While the Dirty Cow flaw impacts all versions of the Android operating system, the ZNIU's Dirty Cow exploit only affects Android devices with ARM/X86 64-bit architecture. However, the recent exploit can be used to bypass SELinux and plant backdoors.

"We monitored six ZNIU rootkits, four of which were Dirty COW exploits. The other two were KingoRoot, a rooting app, and the Iovyroot exploit (CVE-2015-1805)," the researchers said. 

"ZNIU used KingoRoot and Iovyroot because they can root ARM 32-bit CPU devices, which the rootkit for Dirty COW cannot."

Here's How the ZNIU's Dirty Cow exploit Works

Once downloaded and installed, the ZNIU malware-carrying app communicates with its command-and-control (C&C) server to check for code updates, while simultaneously the Dirty Cow exploit provides local privilege escalation to gain root access on the device, bypass system restrictions and "plant a backdoor for potential remote control attacks in the future."

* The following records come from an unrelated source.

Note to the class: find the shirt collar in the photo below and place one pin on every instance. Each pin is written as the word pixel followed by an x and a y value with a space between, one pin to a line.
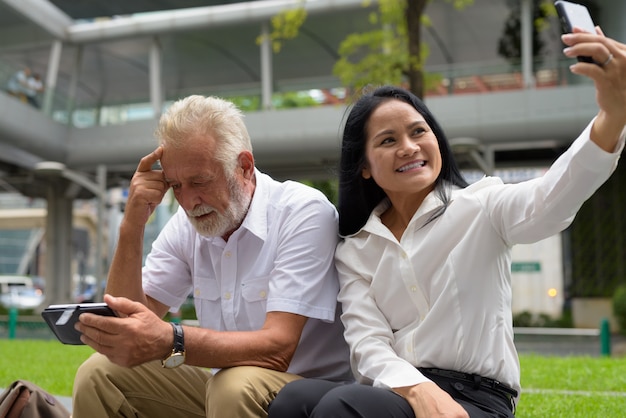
pixel 256 218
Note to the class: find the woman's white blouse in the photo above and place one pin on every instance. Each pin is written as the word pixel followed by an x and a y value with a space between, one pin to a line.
pixel 441 297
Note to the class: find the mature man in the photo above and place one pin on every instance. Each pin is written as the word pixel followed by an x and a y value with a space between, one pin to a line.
pixel 257 256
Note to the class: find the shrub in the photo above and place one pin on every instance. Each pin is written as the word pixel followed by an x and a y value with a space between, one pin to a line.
pixel 619 307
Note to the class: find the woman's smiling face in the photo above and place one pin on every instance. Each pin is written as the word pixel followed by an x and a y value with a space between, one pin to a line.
pixel 401 151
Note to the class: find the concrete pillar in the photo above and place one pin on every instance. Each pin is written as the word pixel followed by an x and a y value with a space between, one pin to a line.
pixel 58 243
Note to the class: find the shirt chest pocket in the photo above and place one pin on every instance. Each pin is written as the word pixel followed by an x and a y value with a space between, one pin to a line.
pixel 255 290
pixel 254 302
pixel 206 294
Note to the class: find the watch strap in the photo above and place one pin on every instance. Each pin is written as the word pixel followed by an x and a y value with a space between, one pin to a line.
pixel 179 338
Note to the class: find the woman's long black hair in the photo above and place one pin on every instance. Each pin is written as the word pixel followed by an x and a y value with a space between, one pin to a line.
pixel 359 196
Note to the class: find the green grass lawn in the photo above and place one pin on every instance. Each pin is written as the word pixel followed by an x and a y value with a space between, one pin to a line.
pixel 554 387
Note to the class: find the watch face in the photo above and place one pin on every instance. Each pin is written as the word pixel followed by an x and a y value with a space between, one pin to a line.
pixel 175 360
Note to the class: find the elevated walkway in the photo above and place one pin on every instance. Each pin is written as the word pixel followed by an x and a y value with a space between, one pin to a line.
pixel 305 142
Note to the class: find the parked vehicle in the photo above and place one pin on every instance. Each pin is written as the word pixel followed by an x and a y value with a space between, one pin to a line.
pixel 19 292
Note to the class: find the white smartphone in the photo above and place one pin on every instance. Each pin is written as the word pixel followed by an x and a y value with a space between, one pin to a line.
pixel 575 15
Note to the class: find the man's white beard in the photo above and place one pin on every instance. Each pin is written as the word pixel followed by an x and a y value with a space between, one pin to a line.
pixel 218 224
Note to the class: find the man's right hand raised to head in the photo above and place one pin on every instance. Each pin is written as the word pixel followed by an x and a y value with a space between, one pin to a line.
pixel 146 191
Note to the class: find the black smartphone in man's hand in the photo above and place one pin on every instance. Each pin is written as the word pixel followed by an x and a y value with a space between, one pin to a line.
pixel 61 319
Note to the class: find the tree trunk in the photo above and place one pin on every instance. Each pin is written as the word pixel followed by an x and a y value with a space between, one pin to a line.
pixel 414 10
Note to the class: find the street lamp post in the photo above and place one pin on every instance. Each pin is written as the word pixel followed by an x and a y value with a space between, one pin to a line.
pixel 54 171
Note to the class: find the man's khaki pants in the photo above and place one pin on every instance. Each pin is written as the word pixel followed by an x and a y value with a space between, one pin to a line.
pixel 103 390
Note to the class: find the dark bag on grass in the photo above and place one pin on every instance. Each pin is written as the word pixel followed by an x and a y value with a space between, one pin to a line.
pixel 24 399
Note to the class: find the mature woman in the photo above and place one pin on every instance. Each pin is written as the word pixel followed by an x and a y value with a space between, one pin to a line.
pixel 424 264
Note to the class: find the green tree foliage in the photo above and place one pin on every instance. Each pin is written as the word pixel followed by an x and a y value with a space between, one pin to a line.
pixel 390 53
pixel 510 44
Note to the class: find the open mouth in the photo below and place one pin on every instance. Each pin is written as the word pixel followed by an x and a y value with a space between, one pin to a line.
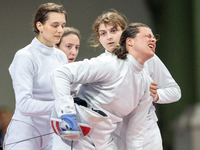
pixel 71 59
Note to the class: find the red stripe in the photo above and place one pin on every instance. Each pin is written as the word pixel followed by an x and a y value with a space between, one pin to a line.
pixel 57 126
pixel 53 127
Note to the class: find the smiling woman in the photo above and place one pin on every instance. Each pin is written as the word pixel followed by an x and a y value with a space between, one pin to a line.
pixel 70 43
pixel 30 71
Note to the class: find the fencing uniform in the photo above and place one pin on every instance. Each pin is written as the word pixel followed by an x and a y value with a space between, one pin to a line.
pixel 118 87
pixel 30 73
pixel 168 91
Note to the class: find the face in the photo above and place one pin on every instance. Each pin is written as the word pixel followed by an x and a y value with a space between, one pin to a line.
pixel 109 36
pixel 52 30
pixel 70 46
pixel 143 45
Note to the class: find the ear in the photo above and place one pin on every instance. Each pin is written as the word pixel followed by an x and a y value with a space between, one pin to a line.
pixel 39 26
pixel 129 41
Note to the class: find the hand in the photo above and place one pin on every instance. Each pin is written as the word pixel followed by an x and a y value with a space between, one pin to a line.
pixel 69 122
pixel 153 89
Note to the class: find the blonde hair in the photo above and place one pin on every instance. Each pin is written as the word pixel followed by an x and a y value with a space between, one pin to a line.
pixel 41 14
pixel 110 17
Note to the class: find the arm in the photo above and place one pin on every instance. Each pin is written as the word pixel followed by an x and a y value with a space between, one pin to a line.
pixel 168 90
pixel 22 73
pixel 137 123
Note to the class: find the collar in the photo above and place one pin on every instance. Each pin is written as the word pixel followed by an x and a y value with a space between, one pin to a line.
pixel 41 47
pixel 134 64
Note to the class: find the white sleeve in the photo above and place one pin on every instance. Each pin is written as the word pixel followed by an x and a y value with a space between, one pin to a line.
pixel 137 123
pixel 81 72
pixel 168 90
pixel 22 72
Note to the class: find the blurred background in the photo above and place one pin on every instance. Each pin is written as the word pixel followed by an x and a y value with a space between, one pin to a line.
pixel 176 21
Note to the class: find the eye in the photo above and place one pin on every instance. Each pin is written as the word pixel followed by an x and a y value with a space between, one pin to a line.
pixel 69 46
pixel 102 33
pixel 114 30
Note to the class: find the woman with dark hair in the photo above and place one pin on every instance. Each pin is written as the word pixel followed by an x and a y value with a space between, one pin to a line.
pixel 106 86
pixel 30 71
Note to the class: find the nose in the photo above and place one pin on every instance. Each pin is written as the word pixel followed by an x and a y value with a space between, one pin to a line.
pixel 60 29
pixel 109 36
pixel 74 51
pixel 153 39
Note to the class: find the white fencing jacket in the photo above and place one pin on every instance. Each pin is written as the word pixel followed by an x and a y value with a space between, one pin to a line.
pixel 30 73
pixel 168 91
pixel 118 87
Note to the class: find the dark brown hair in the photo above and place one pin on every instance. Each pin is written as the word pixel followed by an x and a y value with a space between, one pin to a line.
pixel 41 14
pixel 130 32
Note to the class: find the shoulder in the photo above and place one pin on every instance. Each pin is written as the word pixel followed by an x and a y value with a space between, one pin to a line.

The malware also harvests the carrier information of the user and attempts to send payments via premium SMS messages that were directed to a dummy company in China.

Once the SMS transaction is over, the malware also deletes the messages from the device in order to erase evidence of any compromise.

The researchers found the malware has already infected more than 5,000 Android users across 40 countries in recent weeks, with the majority of victims found in China and India, while other resides in the United States, Japan, Canada, Germany and Indonesia.

Google has released an update for Android that, among other fixes, officially fixes the Dirty COW vulnerability. The tech giant also confirmed that its Play Protect now protects Android users against this malware.

The easiest way to prevent yourself from being targeted by such clever malware is to avoid downloading apps from third-party sources and always stick to the official Google Play Store.